Gizmodo reports the launch (or relaunch) of a Bluetooth-based social networking system for phones.
It’s orients around phone-to-phone connections, too, which means its pretty much limited to the range of your phone’s Bluetooth receiver, but they have a large range of services, including dating, eBay-like auctioning, buddies, software distribution, and more.
They go on to point out that Bluetooth means that people have to be awfully close to you, for it to work (10 m or less).
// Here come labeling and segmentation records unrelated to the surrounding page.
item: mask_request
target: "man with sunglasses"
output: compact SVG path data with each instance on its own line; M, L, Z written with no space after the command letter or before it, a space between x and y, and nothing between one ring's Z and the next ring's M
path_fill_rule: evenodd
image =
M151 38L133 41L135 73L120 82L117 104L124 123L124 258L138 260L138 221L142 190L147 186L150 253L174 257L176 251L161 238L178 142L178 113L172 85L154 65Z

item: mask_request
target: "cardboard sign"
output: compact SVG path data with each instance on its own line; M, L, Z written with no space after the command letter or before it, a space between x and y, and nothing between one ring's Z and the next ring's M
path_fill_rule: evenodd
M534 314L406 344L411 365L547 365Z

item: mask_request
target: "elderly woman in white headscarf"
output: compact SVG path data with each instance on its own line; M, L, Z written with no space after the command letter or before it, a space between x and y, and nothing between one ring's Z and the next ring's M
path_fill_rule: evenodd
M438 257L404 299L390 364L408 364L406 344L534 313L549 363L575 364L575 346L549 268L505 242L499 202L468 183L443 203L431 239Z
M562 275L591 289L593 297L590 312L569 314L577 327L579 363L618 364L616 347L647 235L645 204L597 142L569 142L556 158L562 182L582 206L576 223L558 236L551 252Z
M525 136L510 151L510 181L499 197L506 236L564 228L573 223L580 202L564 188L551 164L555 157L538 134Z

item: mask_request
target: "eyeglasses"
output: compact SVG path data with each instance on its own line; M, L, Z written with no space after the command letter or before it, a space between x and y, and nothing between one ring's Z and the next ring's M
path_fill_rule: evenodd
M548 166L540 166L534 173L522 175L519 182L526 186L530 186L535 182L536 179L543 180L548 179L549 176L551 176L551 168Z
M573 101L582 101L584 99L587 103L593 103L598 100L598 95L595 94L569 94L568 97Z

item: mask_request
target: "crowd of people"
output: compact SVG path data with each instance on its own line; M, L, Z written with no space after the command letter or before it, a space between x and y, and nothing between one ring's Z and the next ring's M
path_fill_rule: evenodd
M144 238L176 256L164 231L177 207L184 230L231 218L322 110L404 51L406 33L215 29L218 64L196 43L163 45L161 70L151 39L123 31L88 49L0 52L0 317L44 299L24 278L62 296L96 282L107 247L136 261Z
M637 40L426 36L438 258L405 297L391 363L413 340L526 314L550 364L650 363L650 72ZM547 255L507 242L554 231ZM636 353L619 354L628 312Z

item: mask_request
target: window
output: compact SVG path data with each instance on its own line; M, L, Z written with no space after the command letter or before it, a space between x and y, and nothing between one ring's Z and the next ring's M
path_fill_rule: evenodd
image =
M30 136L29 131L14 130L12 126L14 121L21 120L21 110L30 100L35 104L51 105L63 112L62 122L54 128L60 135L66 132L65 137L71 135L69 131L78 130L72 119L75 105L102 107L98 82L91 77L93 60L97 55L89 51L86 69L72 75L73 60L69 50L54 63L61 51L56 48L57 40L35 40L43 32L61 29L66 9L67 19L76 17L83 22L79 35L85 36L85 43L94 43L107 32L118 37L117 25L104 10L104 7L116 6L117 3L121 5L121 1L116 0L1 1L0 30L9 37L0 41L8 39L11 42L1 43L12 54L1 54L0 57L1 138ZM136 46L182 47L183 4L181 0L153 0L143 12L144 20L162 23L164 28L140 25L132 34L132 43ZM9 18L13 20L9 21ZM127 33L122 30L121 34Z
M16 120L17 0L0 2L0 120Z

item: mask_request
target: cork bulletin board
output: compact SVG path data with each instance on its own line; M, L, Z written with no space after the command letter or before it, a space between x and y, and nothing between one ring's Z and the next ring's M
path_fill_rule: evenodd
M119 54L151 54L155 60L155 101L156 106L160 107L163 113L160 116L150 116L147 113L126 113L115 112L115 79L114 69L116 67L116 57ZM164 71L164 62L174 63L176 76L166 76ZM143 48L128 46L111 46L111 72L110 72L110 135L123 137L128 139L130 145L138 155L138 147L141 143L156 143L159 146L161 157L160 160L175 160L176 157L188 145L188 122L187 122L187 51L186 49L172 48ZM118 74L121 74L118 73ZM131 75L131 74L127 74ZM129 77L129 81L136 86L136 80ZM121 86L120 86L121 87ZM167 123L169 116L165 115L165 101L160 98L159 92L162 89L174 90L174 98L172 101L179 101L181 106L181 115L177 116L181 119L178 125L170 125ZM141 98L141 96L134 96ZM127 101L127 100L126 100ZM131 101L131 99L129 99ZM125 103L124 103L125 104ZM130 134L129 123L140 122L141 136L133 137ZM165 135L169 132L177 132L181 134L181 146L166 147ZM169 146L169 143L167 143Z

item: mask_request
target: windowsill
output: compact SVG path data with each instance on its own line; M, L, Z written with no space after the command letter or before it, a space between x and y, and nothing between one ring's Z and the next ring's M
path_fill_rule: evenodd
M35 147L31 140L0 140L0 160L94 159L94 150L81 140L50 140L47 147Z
The trouble is with these types of things is that have the potential to fall foul of Baker Street Syndrome. Huh? Well, there’s a plaque in Baker Street tube in London that announces that it was the first tube station…..which means that it couldn’t have actually gone anywhere
So Baker Street Syndrome (BSS) means that you have a very early example of a piece of technology that is designed to interact with others. But whenever you log on there’s no one there. Which, in turn means that you give up trying to find someone after a while and the service slowly dies out.
UNLESS your technology means that you don’t have to find someone with the same technology installed to work – or it comes installed by default.
Of course, BSS isn’t fatal. It can work (just witness IM or fax machines – or even the Plain old telephone, as examples). But it needs to offer users powerful benefits, so that the Innovator adopters can go sneezing their discovery to their pals.